The Retirement Coin-Flip: Understanding Sequence of Returns Risk
It’s not just your average investment return that matters; the order in which you get those returns can make or break your retirement.
Summary and key takeaways
What it is: Sequence of returns risk is the danger that you will experience poor investment returns in the first few years of retirement.
Why it matters: When you are drawing an income, negative returns early on force you to sell more of your portfolio at low prices, permanently impairing your capital and its ability to recover.
The average return is misleading: Two retirees can have the exact same average return over a decade, but the one who experiences losses first can see their portfolio shrink dramatically, while the other thrives.
You can't control the sequence, but you can plan for it: Acknowledging this risk is the first step. Strategies like flexible withdrawal rates and having a proper asset allocation are key defences.
In the world of retirement planning, we spend a great deal of time talking about average investment returns. We project our financial futures based on the assumption that our portfolios will deliver a certain long-term growth rate, say 10% per year. While this is a useful exercise for accumulating wealth, it hides a danger that becomes critically important the moment you stop earning and start spending your capital: the sequence of returns risk.

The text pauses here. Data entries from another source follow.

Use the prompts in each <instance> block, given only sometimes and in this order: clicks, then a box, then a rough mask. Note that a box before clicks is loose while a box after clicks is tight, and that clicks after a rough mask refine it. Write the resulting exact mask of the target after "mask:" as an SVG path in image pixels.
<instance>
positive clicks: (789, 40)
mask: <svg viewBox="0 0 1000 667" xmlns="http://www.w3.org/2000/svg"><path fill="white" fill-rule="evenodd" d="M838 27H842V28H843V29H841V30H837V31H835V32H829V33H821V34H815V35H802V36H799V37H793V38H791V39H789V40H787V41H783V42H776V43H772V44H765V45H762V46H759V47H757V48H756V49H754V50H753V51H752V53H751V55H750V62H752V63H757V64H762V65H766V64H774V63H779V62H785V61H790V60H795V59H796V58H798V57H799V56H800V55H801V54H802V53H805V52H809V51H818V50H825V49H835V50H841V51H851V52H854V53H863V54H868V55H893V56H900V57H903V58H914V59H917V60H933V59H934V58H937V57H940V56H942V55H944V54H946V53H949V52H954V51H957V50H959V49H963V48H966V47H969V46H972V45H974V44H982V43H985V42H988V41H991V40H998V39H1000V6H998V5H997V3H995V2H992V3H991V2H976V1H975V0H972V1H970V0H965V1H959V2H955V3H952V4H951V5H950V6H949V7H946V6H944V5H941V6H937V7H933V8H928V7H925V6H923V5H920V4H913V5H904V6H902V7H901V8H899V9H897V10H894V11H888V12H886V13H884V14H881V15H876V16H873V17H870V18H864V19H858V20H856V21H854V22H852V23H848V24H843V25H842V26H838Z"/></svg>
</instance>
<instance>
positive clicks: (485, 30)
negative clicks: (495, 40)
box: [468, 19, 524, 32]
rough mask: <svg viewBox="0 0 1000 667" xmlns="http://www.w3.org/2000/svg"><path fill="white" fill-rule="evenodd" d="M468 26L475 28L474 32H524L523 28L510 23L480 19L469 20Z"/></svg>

Simply put, the order in which you receive your investment returns can have a more profound impact on your retirement outcome than the average return itself. A strong series of returns in your early retirement years can set you up for life, while a period of poor performance can be devastating, even if followed by a strong recovery. Understanding this is the basis on which to build a solid retirement income plan.
A Tale of Two Retirees
To understand this, let’s imagine two friends, Jane and John. Both retire at the same time with identical R5 million portfolios. Both decide to draw an initial income of R250,000 per year (a 5% withdrawal rate), which they will increase annually by inflation (assumed at 5% for this example). Over the next ten years, by a strange coincidence, they both achieve the exact same average annual return of 5%.
However, the sequence of their returns is a mirror image.
John’s Lucky Start: John retires just as a bull market begins. In his first three years, he gets fantastic returns of +15%, +12%, and +11%. The later years are more modest, bringing his 10-year average down to 5%.
Jane’s Unlucky Start: Jane retires at the worst possible time, right before a market downturn. Her first three years deliver returns of -8%, -5%, and -4%. The market then stages a magnificent recovery, bringing her 10-year average up to the same 5% as John.
After ten years, who is in a better position? The chart below illustrates the dramatic difference this makes to their retirement capital.
As you can see, the outcome isn't even close. Despite the identical average return, John’s portfolio is doing well. The strong early growth lifted his capital base so much that his annual withdrawals were easily covered. After a decade, his portfolio value still stands at over R4.8 million.
Jane’s situation is much worse. In those crucial first years, she was forced to sell assets at depressed prices just to fund her income. Each withdrawal took a much bigger bite out of her shrinking portfolio. Even when the market recovered, her capital base was so diminished that it could never catch up. After ten years, her portfolio has dwindled to under R3.2 million.
The sequence of returns is the coin-flip you cannot control. You don’t get to choose whether your retirement starts with an up or down market. This is why a rigid, unthinking withdrawal plan can be so dangerous. Your financial plan must be robust enough to withstand an unlucky sequence.
An optimal retirement income plan will specifically address this risk in various ways. This includes starting with a sustainable withdrawal rate, building in the flexibility to adapt your spending if markets turn against you in those fragile early years, as well as matching your income needs with assets that can reliably deliver on them.